Cellcom, Israel's biggest cell phone operator, posted a 15 percent rise in net profit from the previous year and continued to expand its market share, solidifying its position as Israel's biggest cell phone operator.

A 31 percent increase in revenue from content and value-added services, such as text messaging, helped Cellcom totally offset a decline in roaming revenue from inbound and outbound tourism, the company said on Monday.

The results were also helped by its new domestic landline services, which Israel's mobile phone companies are expanding in to due to mobile penetration rates of well above 100 percent, it said.

Cellcom competes with Partner Communications, the country's second largest mobile operator, and Pelephone, the third largest operator, which is owned by Bezeq Israel Telecom.

All three companies have made non-binding bids for MIRS, a smaller operator owned by U.S. company Motorola.

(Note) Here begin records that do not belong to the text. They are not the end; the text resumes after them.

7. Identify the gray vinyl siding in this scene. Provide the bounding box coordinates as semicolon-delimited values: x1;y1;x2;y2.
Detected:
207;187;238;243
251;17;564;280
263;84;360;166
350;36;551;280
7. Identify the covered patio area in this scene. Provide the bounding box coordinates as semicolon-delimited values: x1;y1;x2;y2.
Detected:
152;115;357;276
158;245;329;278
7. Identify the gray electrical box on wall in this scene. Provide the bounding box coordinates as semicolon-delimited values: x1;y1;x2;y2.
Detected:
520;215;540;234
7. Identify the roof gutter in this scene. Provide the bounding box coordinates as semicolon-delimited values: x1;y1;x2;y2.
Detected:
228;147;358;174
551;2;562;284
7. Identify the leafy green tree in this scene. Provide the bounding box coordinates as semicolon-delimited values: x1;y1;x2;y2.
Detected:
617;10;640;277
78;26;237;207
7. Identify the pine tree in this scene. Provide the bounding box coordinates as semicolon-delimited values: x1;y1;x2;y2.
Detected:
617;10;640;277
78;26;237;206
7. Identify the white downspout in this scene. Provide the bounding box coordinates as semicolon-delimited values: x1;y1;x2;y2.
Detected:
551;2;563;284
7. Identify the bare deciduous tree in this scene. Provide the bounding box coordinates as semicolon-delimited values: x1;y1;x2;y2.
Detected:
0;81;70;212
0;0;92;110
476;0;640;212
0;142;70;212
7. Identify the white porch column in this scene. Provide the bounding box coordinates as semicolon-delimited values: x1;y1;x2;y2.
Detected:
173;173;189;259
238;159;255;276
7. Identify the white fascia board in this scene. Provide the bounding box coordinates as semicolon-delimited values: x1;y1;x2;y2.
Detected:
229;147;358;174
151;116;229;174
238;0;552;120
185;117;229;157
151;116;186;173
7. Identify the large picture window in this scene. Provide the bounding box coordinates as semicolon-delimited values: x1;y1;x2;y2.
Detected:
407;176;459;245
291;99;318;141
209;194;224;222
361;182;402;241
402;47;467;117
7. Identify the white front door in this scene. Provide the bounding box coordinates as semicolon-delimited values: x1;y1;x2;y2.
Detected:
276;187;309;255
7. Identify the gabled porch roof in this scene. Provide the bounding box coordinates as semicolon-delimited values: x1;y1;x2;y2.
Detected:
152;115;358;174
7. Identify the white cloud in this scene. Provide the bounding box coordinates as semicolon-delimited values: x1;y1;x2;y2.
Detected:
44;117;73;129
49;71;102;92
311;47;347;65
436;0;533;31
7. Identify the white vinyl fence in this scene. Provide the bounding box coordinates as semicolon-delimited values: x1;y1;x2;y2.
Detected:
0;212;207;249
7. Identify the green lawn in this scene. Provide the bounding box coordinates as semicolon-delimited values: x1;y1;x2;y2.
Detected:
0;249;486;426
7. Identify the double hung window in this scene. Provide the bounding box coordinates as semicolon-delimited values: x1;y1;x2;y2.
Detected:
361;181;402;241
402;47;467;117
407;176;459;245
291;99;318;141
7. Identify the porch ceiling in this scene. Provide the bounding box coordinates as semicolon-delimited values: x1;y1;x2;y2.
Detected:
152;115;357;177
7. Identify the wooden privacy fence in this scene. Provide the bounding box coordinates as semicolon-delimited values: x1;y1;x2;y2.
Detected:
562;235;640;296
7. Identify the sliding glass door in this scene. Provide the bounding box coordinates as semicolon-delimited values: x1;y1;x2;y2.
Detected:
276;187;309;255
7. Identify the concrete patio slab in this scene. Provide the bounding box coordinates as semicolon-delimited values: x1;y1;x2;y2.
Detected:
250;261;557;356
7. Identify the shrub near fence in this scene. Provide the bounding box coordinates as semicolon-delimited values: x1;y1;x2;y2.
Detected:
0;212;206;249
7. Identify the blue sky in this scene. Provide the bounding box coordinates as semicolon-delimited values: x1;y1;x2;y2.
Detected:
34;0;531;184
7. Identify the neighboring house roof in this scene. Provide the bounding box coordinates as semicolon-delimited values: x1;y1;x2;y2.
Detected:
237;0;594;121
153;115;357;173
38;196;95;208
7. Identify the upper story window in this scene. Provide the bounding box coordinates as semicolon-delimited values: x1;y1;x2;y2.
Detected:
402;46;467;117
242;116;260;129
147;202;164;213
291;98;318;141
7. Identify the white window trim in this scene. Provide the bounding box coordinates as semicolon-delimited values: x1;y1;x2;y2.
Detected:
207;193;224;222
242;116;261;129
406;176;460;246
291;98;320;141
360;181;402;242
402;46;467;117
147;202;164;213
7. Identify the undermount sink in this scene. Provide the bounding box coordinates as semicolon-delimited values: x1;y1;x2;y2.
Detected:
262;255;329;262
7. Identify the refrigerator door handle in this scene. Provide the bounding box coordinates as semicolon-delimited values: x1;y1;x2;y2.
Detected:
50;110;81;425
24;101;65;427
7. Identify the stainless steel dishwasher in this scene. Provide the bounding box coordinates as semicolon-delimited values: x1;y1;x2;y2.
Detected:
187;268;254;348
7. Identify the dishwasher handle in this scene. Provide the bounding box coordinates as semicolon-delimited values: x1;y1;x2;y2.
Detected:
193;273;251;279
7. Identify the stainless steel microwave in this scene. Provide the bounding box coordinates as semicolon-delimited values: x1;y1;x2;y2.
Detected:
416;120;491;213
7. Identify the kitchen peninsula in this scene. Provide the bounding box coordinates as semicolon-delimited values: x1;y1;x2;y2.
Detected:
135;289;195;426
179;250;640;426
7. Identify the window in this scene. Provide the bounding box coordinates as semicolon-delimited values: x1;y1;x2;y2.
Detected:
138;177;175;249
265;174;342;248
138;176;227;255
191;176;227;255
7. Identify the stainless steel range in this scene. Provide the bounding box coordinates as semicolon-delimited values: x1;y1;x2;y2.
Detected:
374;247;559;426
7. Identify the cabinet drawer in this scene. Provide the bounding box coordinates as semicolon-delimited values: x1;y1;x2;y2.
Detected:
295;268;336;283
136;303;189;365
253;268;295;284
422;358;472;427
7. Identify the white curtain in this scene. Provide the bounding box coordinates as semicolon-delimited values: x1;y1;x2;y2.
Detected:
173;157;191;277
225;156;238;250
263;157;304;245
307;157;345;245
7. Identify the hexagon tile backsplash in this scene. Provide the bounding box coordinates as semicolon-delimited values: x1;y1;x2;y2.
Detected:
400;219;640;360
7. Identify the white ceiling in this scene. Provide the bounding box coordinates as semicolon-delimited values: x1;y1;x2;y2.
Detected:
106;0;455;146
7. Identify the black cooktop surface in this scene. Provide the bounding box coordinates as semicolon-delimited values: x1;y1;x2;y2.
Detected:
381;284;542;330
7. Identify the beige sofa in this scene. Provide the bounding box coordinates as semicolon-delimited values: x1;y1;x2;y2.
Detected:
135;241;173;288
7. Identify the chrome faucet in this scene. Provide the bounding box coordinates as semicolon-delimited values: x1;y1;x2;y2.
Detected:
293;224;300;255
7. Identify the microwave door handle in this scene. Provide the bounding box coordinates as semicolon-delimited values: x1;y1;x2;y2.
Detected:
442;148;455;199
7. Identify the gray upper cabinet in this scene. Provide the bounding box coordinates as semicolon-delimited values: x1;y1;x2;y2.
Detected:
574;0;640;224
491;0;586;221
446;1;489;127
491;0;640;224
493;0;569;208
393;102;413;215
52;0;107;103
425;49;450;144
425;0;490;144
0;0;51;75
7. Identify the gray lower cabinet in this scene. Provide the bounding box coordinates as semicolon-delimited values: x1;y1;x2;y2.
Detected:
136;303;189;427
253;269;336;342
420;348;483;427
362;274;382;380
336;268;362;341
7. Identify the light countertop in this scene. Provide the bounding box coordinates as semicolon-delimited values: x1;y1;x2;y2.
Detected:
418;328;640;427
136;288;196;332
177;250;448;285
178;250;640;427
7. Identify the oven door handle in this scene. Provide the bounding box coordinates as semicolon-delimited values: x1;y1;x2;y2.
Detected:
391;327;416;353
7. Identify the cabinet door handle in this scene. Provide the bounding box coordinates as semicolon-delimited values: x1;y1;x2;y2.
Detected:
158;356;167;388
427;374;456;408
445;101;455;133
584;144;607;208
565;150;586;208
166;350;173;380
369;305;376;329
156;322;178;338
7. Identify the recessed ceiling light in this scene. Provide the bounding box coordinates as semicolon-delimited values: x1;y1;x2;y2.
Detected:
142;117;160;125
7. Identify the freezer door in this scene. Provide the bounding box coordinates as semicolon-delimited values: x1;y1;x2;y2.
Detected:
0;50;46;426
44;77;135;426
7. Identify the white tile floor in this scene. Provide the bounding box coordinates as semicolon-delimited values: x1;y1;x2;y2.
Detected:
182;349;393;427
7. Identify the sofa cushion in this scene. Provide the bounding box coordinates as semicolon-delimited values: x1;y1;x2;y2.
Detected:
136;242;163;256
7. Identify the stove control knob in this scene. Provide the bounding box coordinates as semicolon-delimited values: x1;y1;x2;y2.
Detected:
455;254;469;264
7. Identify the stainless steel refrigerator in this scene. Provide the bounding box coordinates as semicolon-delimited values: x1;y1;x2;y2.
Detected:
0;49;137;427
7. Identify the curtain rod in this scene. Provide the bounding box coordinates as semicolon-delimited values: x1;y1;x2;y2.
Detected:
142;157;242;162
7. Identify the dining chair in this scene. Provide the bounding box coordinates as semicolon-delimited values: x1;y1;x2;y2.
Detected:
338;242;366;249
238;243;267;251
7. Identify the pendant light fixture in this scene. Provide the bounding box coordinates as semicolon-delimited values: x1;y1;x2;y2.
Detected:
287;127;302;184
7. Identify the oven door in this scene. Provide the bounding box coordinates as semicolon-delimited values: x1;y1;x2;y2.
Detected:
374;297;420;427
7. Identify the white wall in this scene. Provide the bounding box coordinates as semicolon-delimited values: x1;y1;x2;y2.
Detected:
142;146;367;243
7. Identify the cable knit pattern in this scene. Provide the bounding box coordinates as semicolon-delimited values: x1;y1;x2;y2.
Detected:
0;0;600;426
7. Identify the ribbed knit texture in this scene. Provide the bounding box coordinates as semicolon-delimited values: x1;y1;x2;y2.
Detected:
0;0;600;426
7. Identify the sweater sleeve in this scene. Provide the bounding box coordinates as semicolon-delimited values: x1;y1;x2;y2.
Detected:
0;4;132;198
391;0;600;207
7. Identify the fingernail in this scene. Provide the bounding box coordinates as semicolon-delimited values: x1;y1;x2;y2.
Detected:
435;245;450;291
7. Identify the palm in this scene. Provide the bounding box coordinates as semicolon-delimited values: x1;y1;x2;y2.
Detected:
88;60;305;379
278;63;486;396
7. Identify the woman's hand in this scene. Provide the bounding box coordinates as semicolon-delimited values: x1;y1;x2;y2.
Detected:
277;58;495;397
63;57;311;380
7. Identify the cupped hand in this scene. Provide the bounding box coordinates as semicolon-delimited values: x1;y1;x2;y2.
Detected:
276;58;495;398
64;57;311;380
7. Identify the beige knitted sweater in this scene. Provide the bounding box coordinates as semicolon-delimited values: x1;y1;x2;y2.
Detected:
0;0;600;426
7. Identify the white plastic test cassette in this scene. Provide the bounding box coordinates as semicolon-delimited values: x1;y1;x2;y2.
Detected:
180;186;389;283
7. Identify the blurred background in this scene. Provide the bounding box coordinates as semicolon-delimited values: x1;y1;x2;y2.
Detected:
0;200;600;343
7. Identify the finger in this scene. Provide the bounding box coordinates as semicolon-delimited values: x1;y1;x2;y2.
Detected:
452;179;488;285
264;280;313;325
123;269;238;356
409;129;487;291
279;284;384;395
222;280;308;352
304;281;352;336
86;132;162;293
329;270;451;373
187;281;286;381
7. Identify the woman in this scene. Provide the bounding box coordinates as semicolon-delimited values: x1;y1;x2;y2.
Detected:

The results show that Cellcom continues to gain market share on Partner despite the latter's relatively good second quarter results, Deutsche Bank analyst Richard Gussow wrote in a client note.

Partner, which operates under the Orange brand name, last week posted a 2.1 percent rise in net profit and lower revenue. Pelephone recorded a 29 percent rise in profit.

Cellcom said its second-quarter net profit rose to 277 million shekels ($71 million), or 2.82 shekels per share, compared with a 272.1 million shekel mean estimate in a Reuters poll and 241 million shekels, or 2.35 shekels a share, a year earlier.

Cellcom shares were down 1.8 percent in afternoon trade, compared with a 2.3 percent drop on the broader Tel Aviv bourse.

Overall revenue for the quarter rose by 0.5 percent to 1.608 billion shekels, compared with a mean estimate of 1.59 billion in the Reuters poll.

Cellcom said the results were also boosted by efficiency measures that cut expenses and the addition of 20,000 new subscribers in the quarter. Its subscriber base reached 3.228 million by the end of June, ahead of Partner's 2.944 million and Pelephone's 2.694 million.

Israel's population is currently about 7.2 million.

Excluding interest, taxes, depreciation and amortisation (EBITDA) stood at 637 million, up 3 percent from a year earlier.

The company announced a dividend of 3.05 shekels per share, or a total of 300 million shekels, for the quarter to be paid on Sept. 14, compared with 2.76 shekels paid in the second quarter of 2008.